In functional terms delivering a through-life operation requires a thorough understanding of the business and an intimate working knowledge of the design, build and technology used in the IT systems that underpin the business. A close working relationship with core staff up to and including board level is essential; extending down to key suppliers of hosting and communication services. Continued delivery of power, web and other communications together with specialist technical 2nd or 3rd line support are fundamental; it all sounds obvious, but is often not the case.
At the operational level and depending on the size of the operation the ‘Live System' should be considered operational, fully documented and locked. A separate “Test and Reference” rig should be available alongside the Live System. This is for testing and development to enable a complete ‘roll back' to the last known good point if unforeseen conditions occur. I cannot stress the importance of this too strongly. The size of the test rig can vary provided it is an exact replica of ‘Live' in every respect, it can ‘scale,' and its hardware, software, database and any other key components replicate the ‘Live' system in miniature.
Software is the functional brain of any modern technology and some of it is constantly being tweaked and improved to meet market demand or business opportunity: that is what it is meant to do. From a purely Operational perspective a good CIO will have to ask the awkward question, “where have all of the component parts of this software come from?” Developing software produced at a price, at speed under commercial pressure leads to shortcuts with various components and routines being downloaded from the web…..all of which contain a backdoor somewhere. My message to operational managers is, be careful! Even internationally reputable suppliers are discovering ‘malign' pieces of software buried in their own O/S the cyber-implications of which are only now becoming apparent.
Any development work, upgrades, patching or suppliers' fixes for vulnerabilities (having been carefully considered and authorised after all the implications are considered) should only be installed and thoroughly tested away from the Live System on the test and reference rig. Only when given a clean bill of health on the test rig should ‘upgrades' be moved to the Live System. Not doing this is, in functional terms, frankly, playing Russian roulette with your business system.

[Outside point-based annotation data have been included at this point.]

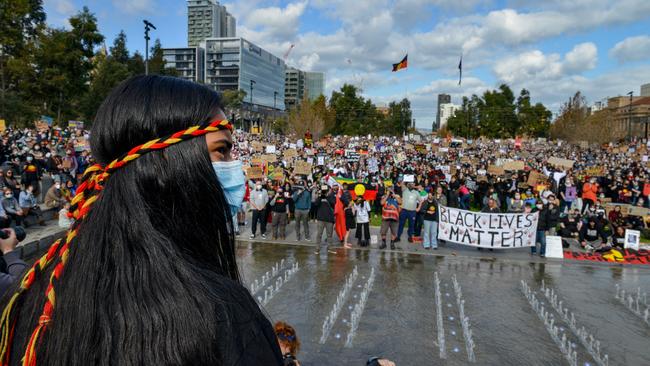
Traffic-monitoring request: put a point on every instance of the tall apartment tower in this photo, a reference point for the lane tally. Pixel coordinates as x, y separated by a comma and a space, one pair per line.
208, 19
442, 99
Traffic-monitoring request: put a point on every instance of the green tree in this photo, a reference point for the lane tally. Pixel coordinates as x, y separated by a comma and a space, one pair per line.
157, 62
64, 64
21, 23
354, 115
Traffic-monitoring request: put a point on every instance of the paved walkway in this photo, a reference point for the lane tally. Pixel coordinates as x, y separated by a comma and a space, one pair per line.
446, 249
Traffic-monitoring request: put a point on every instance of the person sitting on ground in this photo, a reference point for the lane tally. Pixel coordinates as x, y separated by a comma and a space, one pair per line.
65, 222
289, 343
592, 236
361, 210
29, 205
390, 204
280, 212
618, 239
570, 224
54, 197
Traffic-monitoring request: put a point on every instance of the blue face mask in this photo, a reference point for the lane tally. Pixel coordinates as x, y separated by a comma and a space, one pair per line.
231, 177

To manage the operational system in all its varying processes and procedures will require an operational focus. This may be a Network or Systems Operations Centre (NOC or SOC) with qualified and empowered staff and a capable manager on shift. Details always depend on budget, scale and size of the operation but with careful planning can be downsized. Most importantly they require up-to-date ‘as built' documentation and configuration of the complete system and all of its components, O/S, application software and Database(s) with on call specialists.

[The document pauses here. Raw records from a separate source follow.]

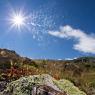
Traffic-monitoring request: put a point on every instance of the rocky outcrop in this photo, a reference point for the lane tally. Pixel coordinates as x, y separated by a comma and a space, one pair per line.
40, 85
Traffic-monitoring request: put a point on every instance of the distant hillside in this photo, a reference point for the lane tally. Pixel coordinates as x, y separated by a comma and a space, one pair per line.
80, 71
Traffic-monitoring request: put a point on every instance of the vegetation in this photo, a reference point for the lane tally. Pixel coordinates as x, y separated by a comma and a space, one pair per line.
80, 71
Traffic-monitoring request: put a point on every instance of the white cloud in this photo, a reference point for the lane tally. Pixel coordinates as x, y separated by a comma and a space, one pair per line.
84, 42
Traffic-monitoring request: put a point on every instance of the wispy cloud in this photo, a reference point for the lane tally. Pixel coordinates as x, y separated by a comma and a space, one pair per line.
84, 42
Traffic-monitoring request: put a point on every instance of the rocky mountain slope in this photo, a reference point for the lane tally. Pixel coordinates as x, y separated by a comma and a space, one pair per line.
80, 71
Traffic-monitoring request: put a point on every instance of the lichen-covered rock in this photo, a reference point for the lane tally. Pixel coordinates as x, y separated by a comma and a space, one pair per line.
41, 85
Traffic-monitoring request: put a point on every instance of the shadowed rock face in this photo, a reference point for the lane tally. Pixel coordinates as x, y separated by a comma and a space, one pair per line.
45, 90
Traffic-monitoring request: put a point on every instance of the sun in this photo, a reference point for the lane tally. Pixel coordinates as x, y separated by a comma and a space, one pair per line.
18, 20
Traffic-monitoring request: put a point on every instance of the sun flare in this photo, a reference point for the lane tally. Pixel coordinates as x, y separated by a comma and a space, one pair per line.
18, 20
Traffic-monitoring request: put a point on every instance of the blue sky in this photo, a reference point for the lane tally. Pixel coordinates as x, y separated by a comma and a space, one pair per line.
55, 29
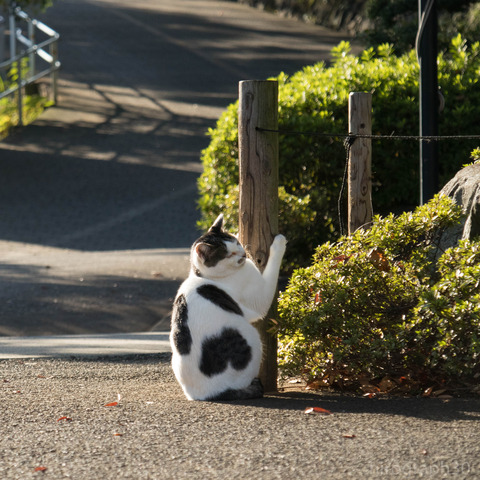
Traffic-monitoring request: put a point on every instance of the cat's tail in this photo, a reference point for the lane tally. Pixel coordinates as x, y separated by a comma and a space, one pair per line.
254, 390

Importantly they need to watch and monitor the system live and not be watching TV with an over-reliance on hardware or software devices to act as doorkeeper and sentry. CIO's and CISO's can spend huge sums on products to defend against ‘cyber'-threats and vulnerabilities. CISO's are always looking for products that reduce your exposure and suppliers are happy to help. The master question has to be “do these help the operations staff know what a probe or an attack on their system looks like?” Not all ‘attacks' are what they seem. Recently I looked at the network logs on a large operational system, the shift had reported 10 minor probes as indicated by their very sophisticated and expensive Intrusion Detection and Protection setup. The logs told us the real story, 410 probes. The IPD/IDS was not configured properly and training skimped.

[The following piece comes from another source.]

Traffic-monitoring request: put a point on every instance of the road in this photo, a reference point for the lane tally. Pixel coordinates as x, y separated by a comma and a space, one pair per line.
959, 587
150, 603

The CIO must have the ability to spot and forestall problems early and inform senior managers early where they need to know. Operational challenges are not all cyber. Systems can fail because of power or network failure with no obvious standby alternatives. Recognising that you have been hacked or breached is important and very topical and dealing with the recovery and fallout a whole subject in itself. You may not have been hacked; system failure can be a simple failure of an obscure but vital component or a culmination of operator failures.
As an example, consider a complete failure of a highly acclaimed and innovative system that had simply switched itself off and would not restart. This was a failure of the operators to recognise a problem for what it was; system warning flags “impending out of date licence countdown” on the night shifts. These were simply deleted as an aberration. After six months the system announced that the Beta licence had expired and immediately shut down in mid-operation. The supplier was contacted and it transpired that, yes Beta software had been installed for ‘go live' and not replaced with a fully licenced copy. Cutting corners to go live! Operations staff must not simply dismiss an indicator but follow through.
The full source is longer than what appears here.